Und so arbeite ich schon an meinem nächsten großen Gartenirrtum, der hoffentlich glimpflich ausgeht. Ich habe nämlich die fixe Idee, den Bittersüßen Nachtschatten (Solanum dulcamara) im Garten anzusiedeln, weil sowohl Blüten als auch Früchte so hinreißend sind.
Diese heimische Pflanze kann man oft an Gewässerrändern ranken sehen, sie kommt aber auch mit trockenen Standorten klar. Am Gehölzrand wäre sie passend, wo sie in andere Sträucher, zum Beispiel wuchernde Rosen, hineinklettern könnte.
Die Blüten sind lila mit gelber Mitte und typisch Nachtschatten.
Danach reifen rote, natürlich giftige Beeren, die zunächst, wie Früchte das nun mal so tun, in Grün starten. Da immer neue Blütenknospen aufgehen, reifen die Früchte nacheinander von Grün nach Rot, was ein herrliches Farbspiel erzeugt.

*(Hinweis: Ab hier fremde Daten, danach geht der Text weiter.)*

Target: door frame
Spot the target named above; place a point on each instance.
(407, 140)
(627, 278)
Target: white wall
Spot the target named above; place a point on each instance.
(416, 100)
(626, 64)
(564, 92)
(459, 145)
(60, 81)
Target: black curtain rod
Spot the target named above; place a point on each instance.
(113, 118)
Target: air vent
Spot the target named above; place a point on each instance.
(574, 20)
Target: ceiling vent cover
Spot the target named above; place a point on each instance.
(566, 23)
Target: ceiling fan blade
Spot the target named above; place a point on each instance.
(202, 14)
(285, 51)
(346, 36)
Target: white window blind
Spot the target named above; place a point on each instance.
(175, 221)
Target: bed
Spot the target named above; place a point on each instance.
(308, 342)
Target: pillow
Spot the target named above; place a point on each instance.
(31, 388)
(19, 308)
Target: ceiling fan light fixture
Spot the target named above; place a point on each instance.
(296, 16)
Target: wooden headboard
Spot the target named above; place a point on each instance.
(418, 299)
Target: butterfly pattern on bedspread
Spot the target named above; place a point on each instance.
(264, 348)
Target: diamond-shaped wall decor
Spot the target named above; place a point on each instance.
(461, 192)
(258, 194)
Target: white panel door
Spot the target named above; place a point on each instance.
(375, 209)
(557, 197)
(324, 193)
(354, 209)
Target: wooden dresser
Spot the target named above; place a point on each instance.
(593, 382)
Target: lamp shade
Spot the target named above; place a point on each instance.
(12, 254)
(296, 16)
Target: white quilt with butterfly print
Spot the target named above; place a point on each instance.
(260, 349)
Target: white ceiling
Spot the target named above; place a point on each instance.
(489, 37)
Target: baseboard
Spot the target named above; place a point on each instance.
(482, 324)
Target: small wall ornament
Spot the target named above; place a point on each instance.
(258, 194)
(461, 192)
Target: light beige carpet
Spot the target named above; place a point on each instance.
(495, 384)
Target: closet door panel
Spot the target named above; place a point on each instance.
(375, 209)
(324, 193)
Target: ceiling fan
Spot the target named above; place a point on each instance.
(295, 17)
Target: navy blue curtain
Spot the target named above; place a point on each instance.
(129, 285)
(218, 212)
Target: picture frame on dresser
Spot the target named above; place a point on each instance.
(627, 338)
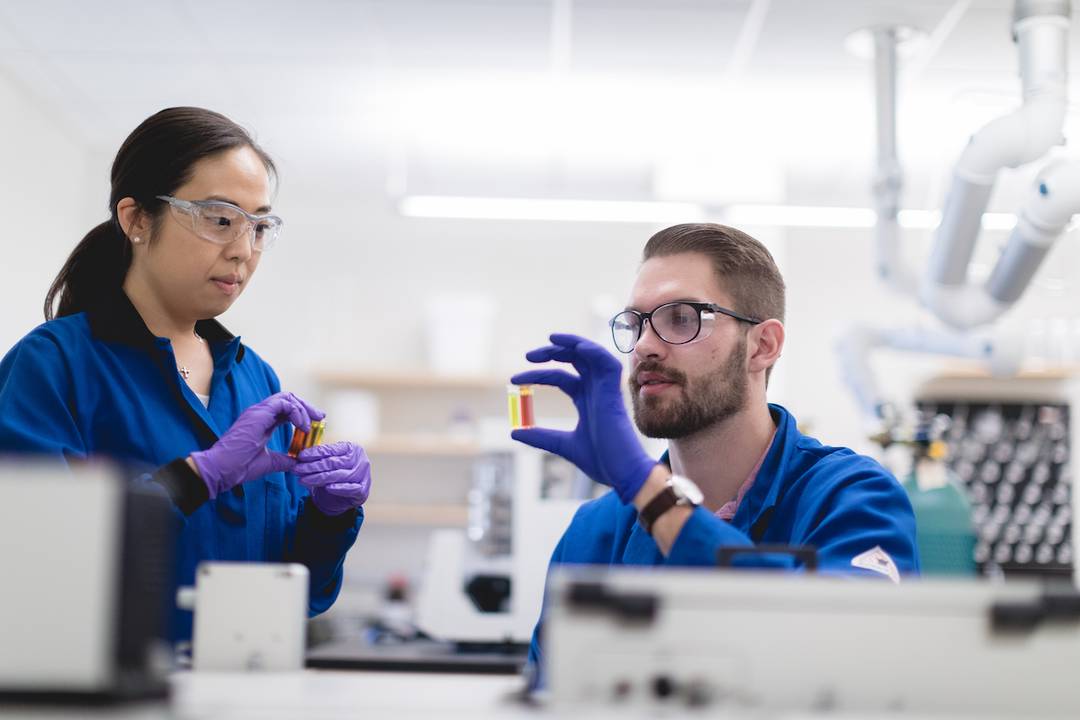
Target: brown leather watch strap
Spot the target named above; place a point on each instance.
(663, 502)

Als ich einmal ein ähnliches Spektakel mit Zier-Peperoni versucht habe, die auch in allen möglichen Farben abreifen, hat es die Pflanze im kurzen mitteleuropäischen Sommer nicht geschafft, überhaupt Früchte zu produzieren, und seien sie noch so farblos. Das kann mit dem Bittersüßen Nachtschatten nicht passieren, der kommt schließlich von hier.
Ein bisschen Sorgen machen mir ja die Nacktschnecken, aber da hat der Bittersüße Nachtschatten ein Trick gelernt: Wird er angeknabbert, produziert er eine Zuckerlösung, die er direkt aus der Wunde abgibt. Das war vorher nur von Nektarien bekannt, diese Pflanze kann es jedoch auch ohne vorher spezielle Organe für diesen Zweck ausgebildet zu haben. Der süße Saft lockt Ameisen an, die fortan auf den Nachtschatten aufpassen und Fraßfeinde wie Flohkäferlarven und Schnecken abwehren. Vor allem die Flohkäferlarven werden von den Ameisen bekämpft - denn so eine gute Nektarbar muss man sich schließlich warmhalten. Dies haben Wissenschaftler der Freien Universitätguenstiggaertnern Berlin in Zusammenarbeit mit niederländischen Wissenschaftlern der Radboud Universität in Nijmegen entdeckt.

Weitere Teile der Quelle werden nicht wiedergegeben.